Recently, discussion has increased regarding financial risk management, especially in the field of banking transactions. There is a need to promote the principles of disclosure and transparency, since services liberalization policies have increased the risk of unexpected animated investment ratios across countries. The rapid fluctuations in interest and exchange rates and fluctuations in market prices for stocks jeopardize many of the developmental gains that have been made or were expected to be realized. This will lead to the bankruptcy of many businesses unless there are legal and legitimate frameworks to address these risks. Many financial institutions have taken the initiative to create new financial instruments to address these risks, known as derivatives. Strangely enough, these derivatives can themselves be a source of risk, due to speculators.
The growth of this phenomenon has been assisted by a number of factors, the most important of which is the mobility of capital between different markets of the various countries. This has been facilitated at some points in time by global trade liberalization agreements and at other times by the enormous progress of communications and information systems. In addition to that, intense competition between financial markets has caused innovation in different shapes and financial systems to attract investors, by enabling these systems and the distribution of risk transfer, thereby enabling owners to engage in tools based on speculation.
Both the International Monetary Fund and the World Bank for Reconstruction and Development have been keen to impose ideologies to reformulate economic decision-making, in order to penetrate the financial markets of developing countries. Those entities have promoted the imposition of economic liberalization policies, the liberalization of interest rates and exchange rates, the elimination of tariff barriers and restrictions, removing many forms of protectionism under the pretext of increasing financial cooperation and commercial exchanges.
Although many financial innovations have emerged in recent times, which have been able to meet the needs of many financial institutions in the face of financial risks and control those risks, nevertheless, the developments in financial markets in recent times have revealed the limitations of these tools in the face of new risks. These new risks have caused the decline of profitability and deterioration of the quality of financial products. This calls for new tools to cope with the new risks. Despite that, many feel that some tools that have been developed amount to ‘gambling’.
It is noticeable that the Islamic financial institutions do not have the means and tools to manage risks. The fact that these institutions tend to avoid the risks associated with new tools of financial management, on the basis that they contain the suspicion of illegal activities, significantly reduces their recourse to these new tools.

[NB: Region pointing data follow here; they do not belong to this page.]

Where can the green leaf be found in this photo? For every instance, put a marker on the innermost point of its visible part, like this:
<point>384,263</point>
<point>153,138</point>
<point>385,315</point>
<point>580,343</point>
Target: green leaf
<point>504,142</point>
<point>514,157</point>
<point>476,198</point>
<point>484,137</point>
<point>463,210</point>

So, the Islamic financial institutions base their management on the known systems and tools, such as speculation and leasing.
In the Kuwaiti context, we can observe that institutions are encountering these risks in the absence of clear legislation to deal with the risks, especially at the level of disclosure and transparency about the size and nature of these transactions, which cannot be underestimated, especially in light of the economic liberalization policies, which dominate the world at the moment.
This research seeks to address this problem in light of the current laws and regulations of Kuwait, particularly Law No. 7 of 2010 on the establishment of a body to govern the Capital Markets Authority, as amended by Law No. 22 of 2015. The article also examines Decree Law No. 25 of 2012 on the new Commercial Companies Law, which saw adjustments in some of its provisions under law No. 97 of 2013, and Decree No. 72 of 2015 on the issuance of the Executive Regulations of the Capital Markets Authority.